Boots Chivington’s son Cub had a wild imagination, and he never hesitated to pencil out any ideas it bred. Cub fancied the atypical, and he was “always drawing up wild stuff – ideas for trucks he liked, things he wanted to do to one,” Chivington says.
When the Vernal, Utah, resident started assembling the pieces of what would later become an award-winning, big black KW W900L, he knew what he wanted to reference.
“A lot of it came from those drawings,” he says. “I remembered some of the stuff he drew up. His ideas just offered a little inspiration for things here and there. And sort of the whole project in general, since it’s something he was always wanting to do.”
However, Chivington’s intentions when bought the truck in 2005 weren’t to rebuild it: He wanted the truck to be a step toward retiring from hauling oil field equipment – a truck he could use to take trips with his wife and pick up loads here and there.
“When I got too old to pull a winch line, I‘d have a nice truck that was paid for. And I could just kind of go drive around and get paid for it and have fun,” he says.
After what Chivington refers to as a “whirlwind type deal,” however, came the Pitch Black Centari and Skittles Orange creation built mostly in the shop at Chivington’s home in Vernal, Utah.
He subtly dressed the truck with testaments to his hauling work in oil fields, but added a few touches to make the truck a more meaningful tribute than a simple dedication to his trade – the truck’s inherent build was to stand in memory of his son.

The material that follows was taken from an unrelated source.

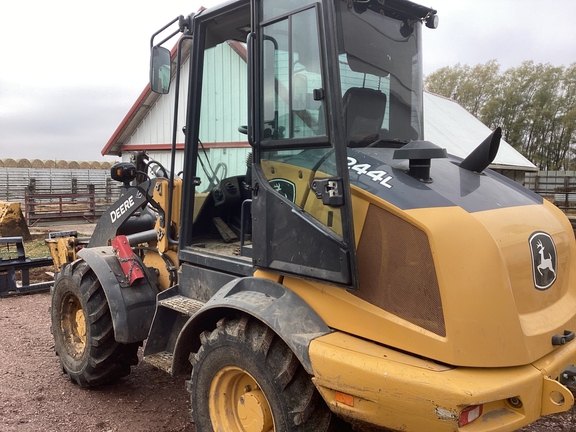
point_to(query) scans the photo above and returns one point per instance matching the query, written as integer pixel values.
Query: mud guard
(131, 306)
(282, 310)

On Christmas day in 2006, Chivington’s wife Ruth Ann (whom he calls Nelly) gave her husband a set of 10-inch stacks for their then stock 2000 KW. After a trip to the shop for a quick mount to see how they looked, Boots noticed a bit of a problem: the stacks blocked his doors from opening.
“You can’t just give back a Christmas present,” he says. “So I decided to suicide the doors. That’s sort of where the whole thing started. It was a slippery slope.”
Weeks later, the project was still lying in pieces around his shop, Chivington says, but he knew of two friends that might be able to help. “I knew I had to do something,” he says. “It couldn’t just sit there. So I boxed the whole thing up and headed east.”
Chivington drove the truck and its unfinished pieces to Homer, Neb., where friends Leroy McRoberts and Charlie Rogers own a small customizing shop called Bad Boy Customs.
When the truck returned, he applied the finishing touches in his shop and had the truck painted Pitch Black Centari accented by Skittles Orange.
Some of the work he outsourced, like paint and the leather upholstery on the interior, but the rest of it, Chivington says, has the at-home touch. “I just kept working until I got it down to where there weren’t so many pieces laying around. Then I just kept at it until I got it done.”
Though he and his wife are still making rounds showing the truck, he says they still plan to get away together during their semi-retired years. “It’s got two beds for Nelly and I,” he says. “When I quit showing it and start running it, we’ll just have some fun with it. And I won’t have to shine on the damn thing 30 hours straight.”
“All Cub ever wanted to be was a rigger,” Chivington says. And in 2004, that’s what he became. Cub bought his own truck and followed his father’s suit, hauling oil field equipment.
He dubbed himself the Old Rigger – something he made known on his phone’s voice mailbox recording. “He’d say ‘This is the Old Rigger, call me back.’ Then he’d honk the horn a few times,” says Chivington.
Just a few months after he started, Cub died in a truck accident hauling equipment around a curve near the oil fields. “It was just a freak accident,” Chivington says. “He’d been around that road 200 times or more. It’s just one of those deals.”
Remembrances of Cub Chivington make more than one appearance on the Kenworth – one being the memorial banner and nametag on the back of the truck’s cab.
The other is a smaller, but more symbolic tribute. On the truck’s radiator fan, Chivington had Barbara Luck, a local Vernal airbrush artist, paint a small portrait of Cub on the blades. “He’s leading the way, everywhere we go,” Chivington says.
The truck nearly serves as a perfect union between two things Cub had always dreamt about, Chivington says: being an old rigger and creating a custom truck.
“I know he would have enjoyed the heck out of this truck,” Chivington says. “I miss him every day. He was standing straight on top of the world looking down. His death was a bad deal, but that’s just the way it is. It was just his time.”